The rooms are projected to be fully accessible on Jan. 7, as stated by Principal Ginny Davis.
This is particularly good news for both students and staff. After the long wait, many students look forward to having class in one of the most aesthetically pleasing buildings at school.
“I’ve been waiting for it because I thought it would be built after I graduated… I can’t wait!” says senior An Truong.
These buildings are one of the first building projects happening since the pool renovation. The buildings will allow for better access to science classes as opposed to the previous D-Building classes that were always hard to get to as people jostled around to get out of the halls.
“I always had trouble pushing through (the crowd) in the hallways,” states An.
The new buildings will offer a total of nine new classrooms that students and staff will occupy. It is not said who will move into these classrooms, but it can be inferred that most of the D-Building classrooms will be moved.
“There are four new science classrooms, two special education classrooms, and three general education classrooms. Plus, new restrooms for both staff and students,” stated Ms. Davis.
Along with being spacious, the buildings also provide something that we’re not used to.
“The science building is a single level, the other building is two story,” stated Ms.

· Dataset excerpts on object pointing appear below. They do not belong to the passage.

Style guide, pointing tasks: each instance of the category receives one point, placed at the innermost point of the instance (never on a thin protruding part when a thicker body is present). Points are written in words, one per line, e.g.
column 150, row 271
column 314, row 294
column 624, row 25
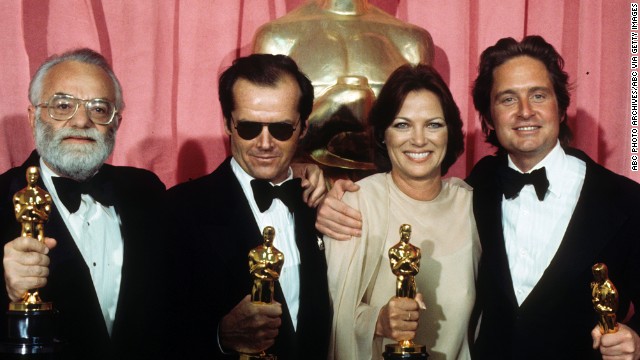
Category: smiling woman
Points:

Davis.
It will be the first time in our school’s history where a two-story building will be avidly used for classes.
However, as grand as they are, many are criticizing the new buildings, stating how it’s colors do not fit in with the school’s signature maroon, white, and black.
“They really need to change the colors, it just does not fit,” said senior Aaron Jiang.
Others also believe that the buildings are pretty, but clash with Piedmont Hill’s signature “old look,” which the building’ modernist architecture does not encompass.
Despite all the comments, everyone seems to appreciate the buildings and how they have added a new dynamic to our school.
Yet many students are still mad at the construction workers on how they have pushed back many deadlines.
When asked whether weather or the wildfires had affected the buildings’ progressed, Ms. Davis replied with, “Not at all.”
Now that the buildings are done, we should appreciate its completion, and be thankful for how diligently working the construction workers have been. From the terrible air quality to the tons of rain we have been receiving, they have seemed to worked through it all.